Front. Integr. Neurosci., 08 July 2024
This article is part of the Research Topic Mechanisms and Models of Musculoskeletal Pain and Nonpharmacological Treatment Volume II View all 4 articles

Spinal manipulation and mobilization forces delivered treating sciatica: a case report

  • 1Manahawkin Chiropractic Center, Manahawkin, NJ, United States
  • 2College of Chiropractic Medicine, Keiser University, West Palm Beach Campus, Fort Lauderdale, FL, United States

Introduction: Accurately measuring the forces applied during spinal manipulation and its biomechanical effects on the spine are critically important in current research. This single case report discusses the potential benefit of accurately monitoring manipulative forces in treating low back pain with sciatica. The type of force-based spinal manipulation used to manage this case was Cox Technic flexion distraction decompression (CTFDD) spinal manipulation care, along with other ancillary modalities.

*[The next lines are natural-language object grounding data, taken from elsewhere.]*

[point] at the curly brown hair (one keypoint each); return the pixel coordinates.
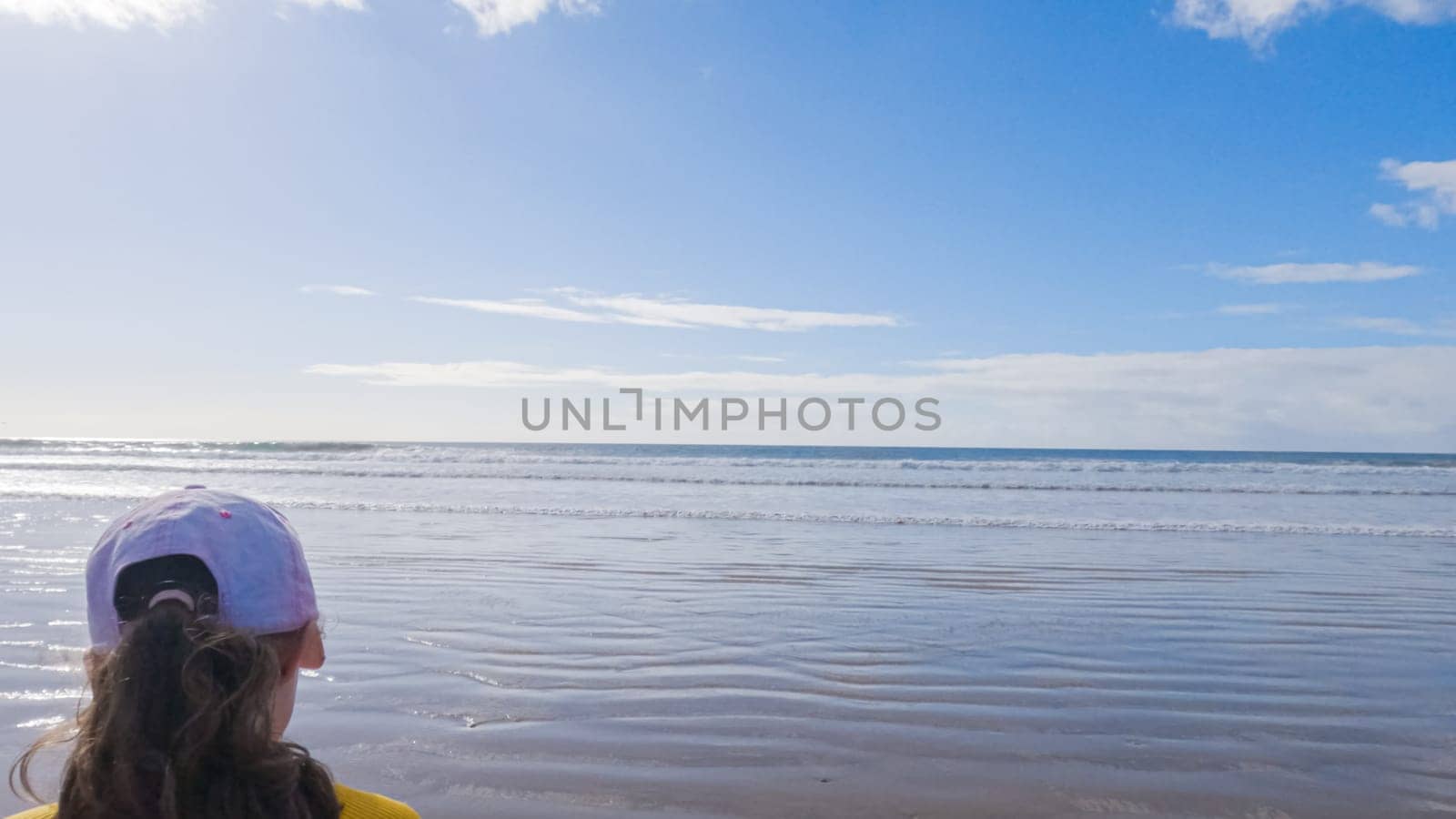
(179, 724)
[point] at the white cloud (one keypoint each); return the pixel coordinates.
(1257, 22)
(531, 308)
(1264, 309)
(126, 14)
(1401, 327)
(111, 14)
(1314, 273)
(1360, 397)
(500, 16)
(337, 288)
(1434, 182)
(349, 5)
(662, 312)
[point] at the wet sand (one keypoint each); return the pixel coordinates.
(533, 666)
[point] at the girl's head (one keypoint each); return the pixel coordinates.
(201, 614)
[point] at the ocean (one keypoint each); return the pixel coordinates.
(570, 630)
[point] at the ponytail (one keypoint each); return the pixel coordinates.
(179, 726)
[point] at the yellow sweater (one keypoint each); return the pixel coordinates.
(357, 804)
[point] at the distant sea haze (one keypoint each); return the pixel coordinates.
(1037, 489)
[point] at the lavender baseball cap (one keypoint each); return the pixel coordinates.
(254, 554)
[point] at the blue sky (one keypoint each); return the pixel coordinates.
(982, 201)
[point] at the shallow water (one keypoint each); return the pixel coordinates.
(622, 665)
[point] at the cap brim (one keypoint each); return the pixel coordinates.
(310, 656)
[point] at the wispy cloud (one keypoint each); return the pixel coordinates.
(531, 308)
(1290, 273)
(127, 14)
(335, 288)
(1369, 397)
(1263, 309)
(1436, 187)
(111, 14)
(1257, 22)
(582, 307)
(1401, 327)
(500, 16)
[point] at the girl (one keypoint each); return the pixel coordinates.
(201, 614)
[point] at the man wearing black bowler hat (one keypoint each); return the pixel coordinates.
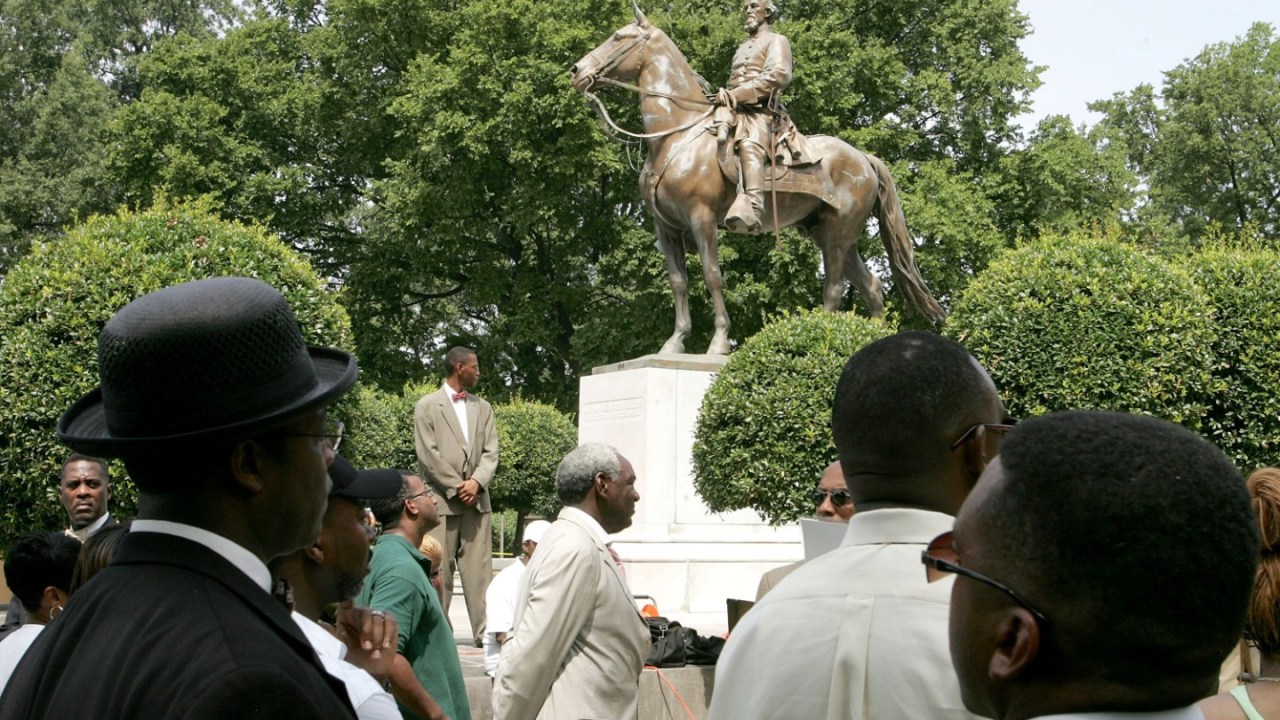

Methods: The treatment plan, in this case, was primarily force-based CTFDD, equal-force bi-directional traction (EqFT), pre-modulated electrical muscle stimulation (EMS), infrared light therapy (ILT), and a home stretching and strengthening program.

Clinical findings: Initially, the case study patient presented with complaints of left lumbar spine pain, which radiated into the left buttock, down the left leg, accompanied by an inability to dorsiflex the left foot. The patient was concerned with this condition as the left leg pain and left lower extremity motor deficit were having a profound effect on the patient’s ability to perform activities of daily living and work. The patient was recommended to undergo spinal decompression surgery, which the patient did not want, and elected to exhaust all alternative, non-surgical treatments first.

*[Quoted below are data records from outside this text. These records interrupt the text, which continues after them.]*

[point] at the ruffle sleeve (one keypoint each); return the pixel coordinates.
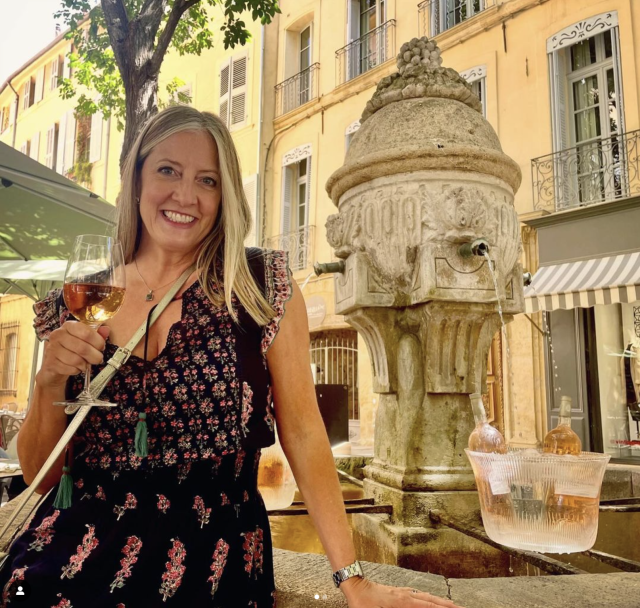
(50, 313)
(279, 289)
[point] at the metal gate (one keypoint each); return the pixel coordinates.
(334, 357)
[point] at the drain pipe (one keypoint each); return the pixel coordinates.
(15, 114)
(479, 247)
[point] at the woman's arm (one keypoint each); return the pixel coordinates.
(303, 436)
(306, 445)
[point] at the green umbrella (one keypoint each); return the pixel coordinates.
(41, 213)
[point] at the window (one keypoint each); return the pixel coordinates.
(52, 144)
(370, 50)
(55, 72)
(34, 146)
(9, 347)
(351, 129)
(295, 231)
(95, 138)
(4, 118)
(477, 78)
(233, 91)
(592, 152)
(28, 93)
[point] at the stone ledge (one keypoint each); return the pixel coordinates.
(299, 576)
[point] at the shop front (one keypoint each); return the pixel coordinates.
(586, 298)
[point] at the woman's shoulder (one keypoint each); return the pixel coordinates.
(50, 313)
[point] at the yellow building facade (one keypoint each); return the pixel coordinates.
(293, 97)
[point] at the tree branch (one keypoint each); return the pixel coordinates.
(179, 8)
(117, 22)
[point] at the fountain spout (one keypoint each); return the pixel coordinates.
(479, 247)
(329, 267)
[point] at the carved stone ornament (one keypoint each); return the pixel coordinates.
(582, 30)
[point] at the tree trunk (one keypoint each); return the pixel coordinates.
(141, 94)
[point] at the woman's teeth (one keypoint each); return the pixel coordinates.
(178, 217)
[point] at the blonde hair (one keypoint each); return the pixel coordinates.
(226, 240)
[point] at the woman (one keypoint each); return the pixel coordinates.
(181, 521)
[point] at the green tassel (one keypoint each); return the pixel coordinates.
(65, 489)
(142, 445)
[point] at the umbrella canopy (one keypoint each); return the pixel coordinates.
(41, 213)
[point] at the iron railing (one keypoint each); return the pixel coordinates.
(437, 16)
(297, 90)
(366, 53)
(597, 171)
(299, 244)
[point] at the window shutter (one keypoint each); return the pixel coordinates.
(39, 85)
(50, 155)
(34, 150)
(287, 187)
(62, 129)
(53, 78)
(308, 192)
(26, 94)
(238, 91)
(95, 143)
(250, 186)
(225, 85)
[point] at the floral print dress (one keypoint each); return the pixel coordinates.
(186, 525)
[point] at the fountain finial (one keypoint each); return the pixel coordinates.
(420, 74)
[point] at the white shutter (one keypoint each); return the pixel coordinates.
(95, 145)
(50, 154)
(225, 87)
(238, 91)
(61, 139)
(34, 148)
(39, 85)
(308, 192)
(250, 186)
(26, 94)
(287, 187)
(53, 78)
(69, 142)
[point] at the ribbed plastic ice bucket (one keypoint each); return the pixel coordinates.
(540, 502)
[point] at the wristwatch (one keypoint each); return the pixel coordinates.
(348, 572)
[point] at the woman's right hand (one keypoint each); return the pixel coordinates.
(69, 350)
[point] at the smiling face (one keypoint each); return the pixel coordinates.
(180, 192)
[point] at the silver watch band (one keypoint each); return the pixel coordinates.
(347, 572)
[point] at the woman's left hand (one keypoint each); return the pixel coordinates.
(363, 593)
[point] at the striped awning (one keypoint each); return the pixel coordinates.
(586, 283)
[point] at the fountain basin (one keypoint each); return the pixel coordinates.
(540, 502)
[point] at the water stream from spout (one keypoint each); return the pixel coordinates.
(306, 281)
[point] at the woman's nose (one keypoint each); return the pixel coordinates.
(185, 193)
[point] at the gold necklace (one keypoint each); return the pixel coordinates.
(149, 296)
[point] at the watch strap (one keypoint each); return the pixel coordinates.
(340, 576)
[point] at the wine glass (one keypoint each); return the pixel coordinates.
(94, 287)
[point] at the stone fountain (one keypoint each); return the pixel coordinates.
(425, 186)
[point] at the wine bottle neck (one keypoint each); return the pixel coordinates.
(479, 413)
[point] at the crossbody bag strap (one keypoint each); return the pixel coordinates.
(96, 387)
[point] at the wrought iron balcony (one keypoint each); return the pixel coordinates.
(596, 171)
(299, 244)
(437, 16)
(297, 90)
(366, 53)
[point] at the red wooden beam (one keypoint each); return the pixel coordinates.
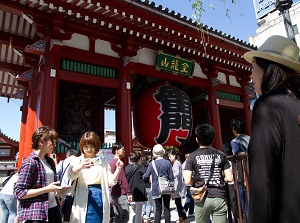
(88, 79)
(18, 42)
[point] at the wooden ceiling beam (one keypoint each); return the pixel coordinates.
(12, 68)
(18, 42)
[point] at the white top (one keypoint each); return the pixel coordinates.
(9, 186)
(62, 165)
(79, 207)
(50, 179)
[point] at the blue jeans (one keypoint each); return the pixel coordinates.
(189, 202)
(121, 208)
(160, 203)
(8, 205)
(147, 207)
(94, 213)
(137, 207)
(243, 194)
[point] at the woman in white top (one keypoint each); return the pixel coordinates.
(93, 174)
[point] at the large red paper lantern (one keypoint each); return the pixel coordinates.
(162, 115)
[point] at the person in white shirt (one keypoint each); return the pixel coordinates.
(63, 165)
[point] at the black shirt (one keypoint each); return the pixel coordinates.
(274, 159)
(200, 162)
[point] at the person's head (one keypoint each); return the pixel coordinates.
(158, 151)
(145, 160)
(135, 157)
(238, 124)
(274, 65)
(173, 155)
(205, 134)
(118, 149)
(186, 156)
(44, 136)
(89, 144)
(71, 152)
(226, 148)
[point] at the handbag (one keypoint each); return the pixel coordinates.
(198, 195)
(67, 204)
(165, 185)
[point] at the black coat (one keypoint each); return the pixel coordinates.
(134, 173)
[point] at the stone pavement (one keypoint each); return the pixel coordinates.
(174, 214)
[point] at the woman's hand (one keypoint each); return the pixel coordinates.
(53, 187)
(86, 164)
(119, 164)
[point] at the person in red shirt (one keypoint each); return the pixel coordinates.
(120, 193)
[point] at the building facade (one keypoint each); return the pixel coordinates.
(69, 61)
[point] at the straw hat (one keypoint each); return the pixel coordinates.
(158, 150)
(278, 49)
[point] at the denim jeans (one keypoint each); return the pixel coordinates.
(137, 208)
(164, 199)
(147, 207)
(121, 209)
(189, 202)
(180, 209)
(8, 205)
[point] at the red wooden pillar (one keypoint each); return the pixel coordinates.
(25, 146)
(23, 129)
(124, 104)
(247, 113)
(214, 116)
(49, 87)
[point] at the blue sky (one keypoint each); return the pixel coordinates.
(241, 25)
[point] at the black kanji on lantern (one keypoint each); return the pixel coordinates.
(176, 112)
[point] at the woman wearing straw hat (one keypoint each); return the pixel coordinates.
(274, 149)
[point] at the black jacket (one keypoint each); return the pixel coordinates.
(134, 173)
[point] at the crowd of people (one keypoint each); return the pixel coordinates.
(103, 192)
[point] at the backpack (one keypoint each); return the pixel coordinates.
(6, 180)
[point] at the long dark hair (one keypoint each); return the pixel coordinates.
(277, 76)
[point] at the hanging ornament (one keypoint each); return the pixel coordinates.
(162, 115)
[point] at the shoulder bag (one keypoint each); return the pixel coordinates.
(165, 185)
(198, 196)
(67, 204)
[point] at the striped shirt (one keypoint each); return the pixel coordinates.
(32, 175)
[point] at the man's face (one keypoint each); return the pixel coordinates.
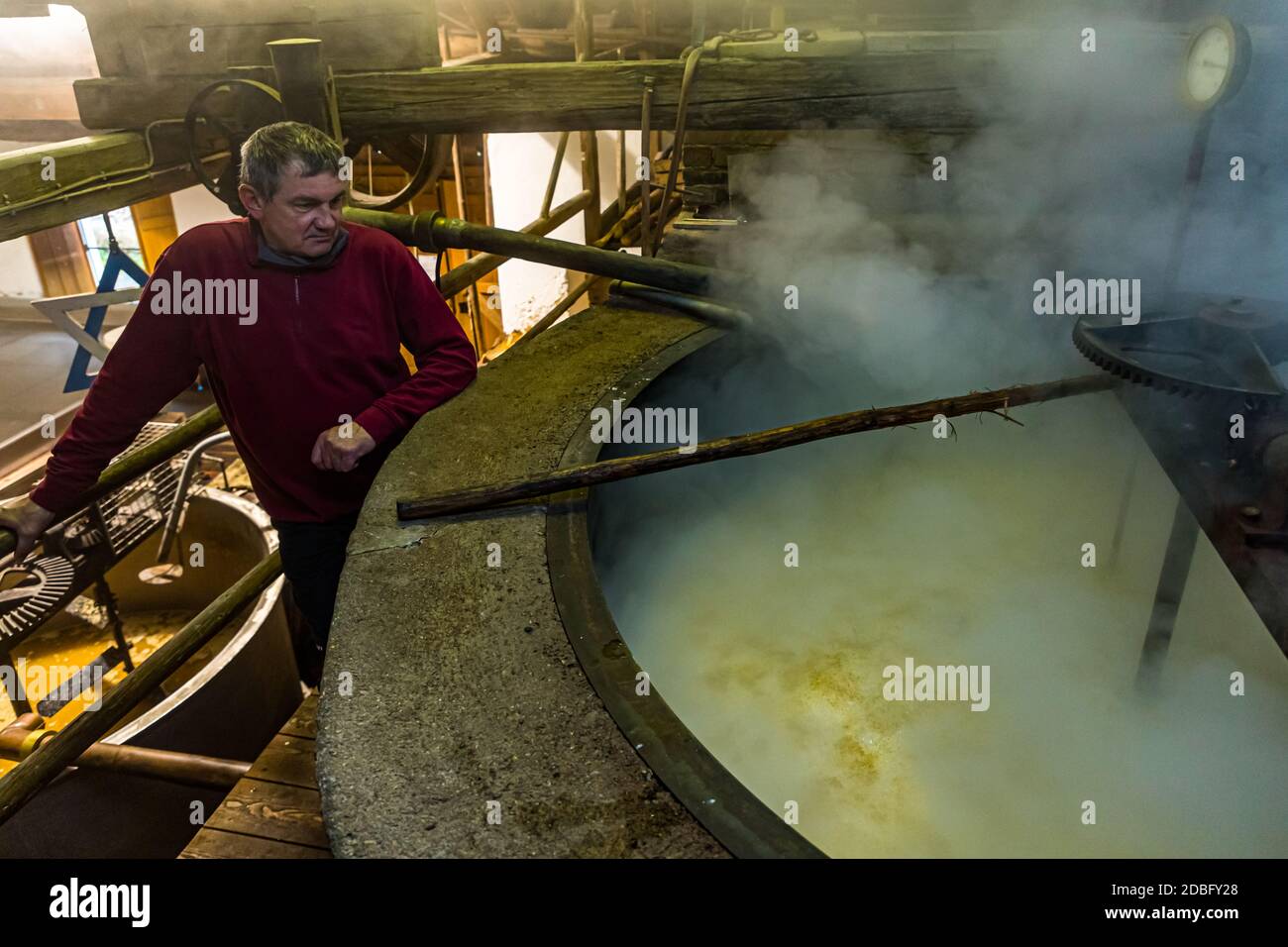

Diagnosis, intervention, and outcomes: A diagnosis of sciatica with a sequestered disk fragment and left lower extremity motor deficit was rendered through objective physical examination results and a review of a lumbar MRI study. Past interventions included prescription medications, physical rehabilitation, chiropractic, pain management, and neurosurgical consultation. All past interventions prior to initiating CTFDD care provided minimal subjective and/or objective clinical improvement. This patient had a positive clinical outcome from a force-based CTFDD treatment plan along with other modalities consisting of pre-modulated EMS, ILT, and a home stretching and strengthening program.

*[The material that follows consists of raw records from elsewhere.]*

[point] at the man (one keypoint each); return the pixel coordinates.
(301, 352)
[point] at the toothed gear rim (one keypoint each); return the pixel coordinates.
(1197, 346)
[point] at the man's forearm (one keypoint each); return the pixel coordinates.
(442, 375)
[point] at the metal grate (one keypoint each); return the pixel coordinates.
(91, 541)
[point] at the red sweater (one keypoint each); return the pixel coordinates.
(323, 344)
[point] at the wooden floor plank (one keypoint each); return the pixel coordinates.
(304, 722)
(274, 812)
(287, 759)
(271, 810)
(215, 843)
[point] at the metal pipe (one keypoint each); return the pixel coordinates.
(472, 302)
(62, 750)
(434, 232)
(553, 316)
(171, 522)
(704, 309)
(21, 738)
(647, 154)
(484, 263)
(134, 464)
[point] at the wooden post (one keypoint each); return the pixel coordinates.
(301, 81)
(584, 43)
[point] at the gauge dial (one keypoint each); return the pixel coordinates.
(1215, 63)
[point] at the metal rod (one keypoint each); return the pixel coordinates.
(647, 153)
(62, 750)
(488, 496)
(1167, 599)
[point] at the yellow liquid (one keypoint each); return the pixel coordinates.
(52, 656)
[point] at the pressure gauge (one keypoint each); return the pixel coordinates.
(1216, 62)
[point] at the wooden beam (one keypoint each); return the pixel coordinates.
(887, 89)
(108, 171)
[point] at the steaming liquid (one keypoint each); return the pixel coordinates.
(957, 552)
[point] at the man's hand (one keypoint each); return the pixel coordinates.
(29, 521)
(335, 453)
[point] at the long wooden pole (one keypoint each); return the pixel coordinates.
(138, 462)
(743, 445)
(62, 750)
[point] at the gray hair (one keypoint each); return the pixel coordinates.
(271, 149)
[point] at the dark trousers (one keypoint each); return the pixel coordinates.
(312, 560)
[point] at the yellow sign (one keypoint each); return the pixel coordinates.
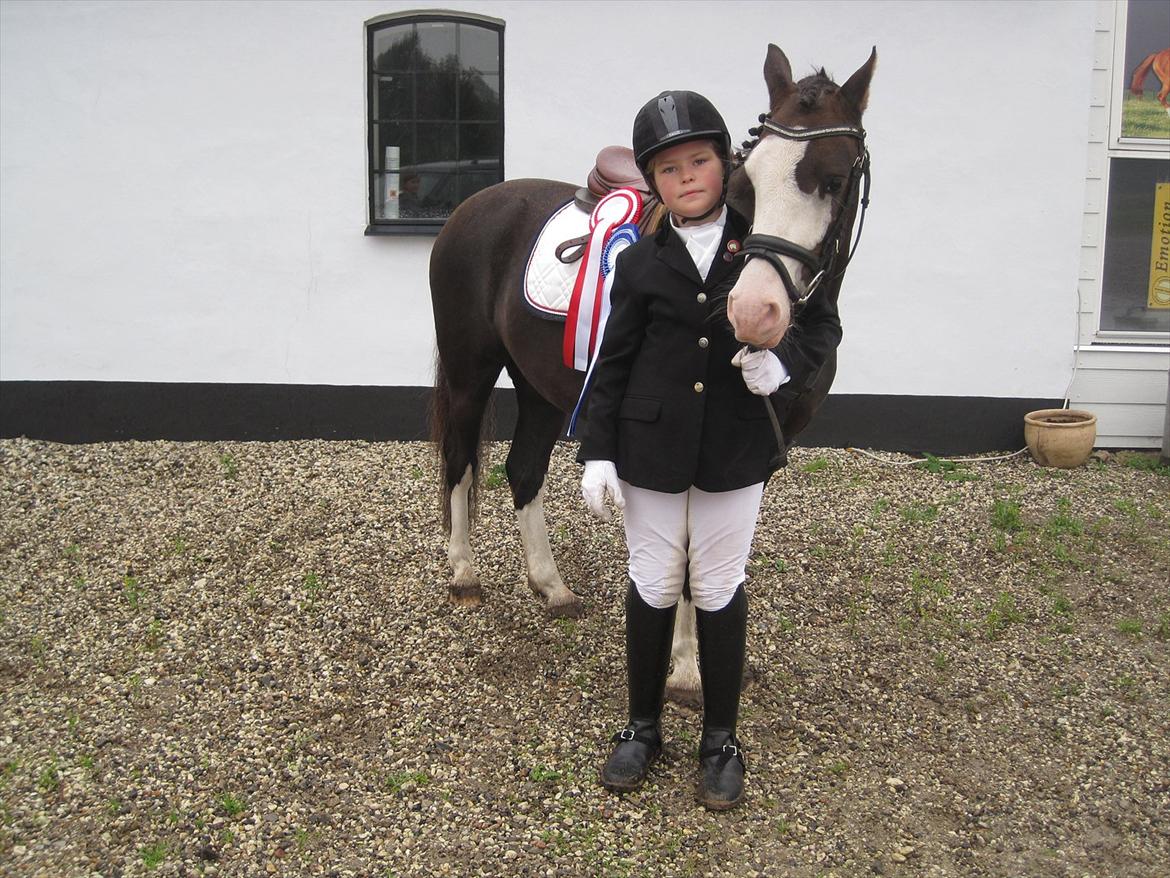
(1160, 249)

Conclusion: Force-based CTFDD spinal manipulation, along with other modalities consisting of pre-modulated EMS, ILT, and a home stretching and strengthening program, has been found to be an alternative, non-surgical treatment for discogenic sciatica. Continued research is needed on force-based CTFDD spinal manipulation to further evaluate the neurological and biomechanical effects of the forces and motion applied to the spine and determine health benefits for the treatment of low back pain.

Introduction

Low back pain is the foremost musculoskeletal condition affecting people’s activities of daily living, causing lost wages and workplace disability. The estimated economic costs of low back pain in the United States are upward of $100 billion (Katz, 2006; Vos et al., 2012; Hoy et al., 2014). Low back pain with associated sciatica is commonly caused by mechanical compression from a herniated intervertebral disk on a lumbar spine nerve root (Meng et al., 2022). Sciatica can present with a neurological motor deficit of the lower extremity, manifesting as an inability to dorsiflex the foot (Cox, 2011). A patient diagnosed with discogenic sciatica with a lower extremity motor deficit may require interdisciplinary input, such as a neurosurgical consultation, as a progressive neurological deficit is one of the key indicators for surgical intervention (Sharma et al., 2012; Wielechowski et al., 2020).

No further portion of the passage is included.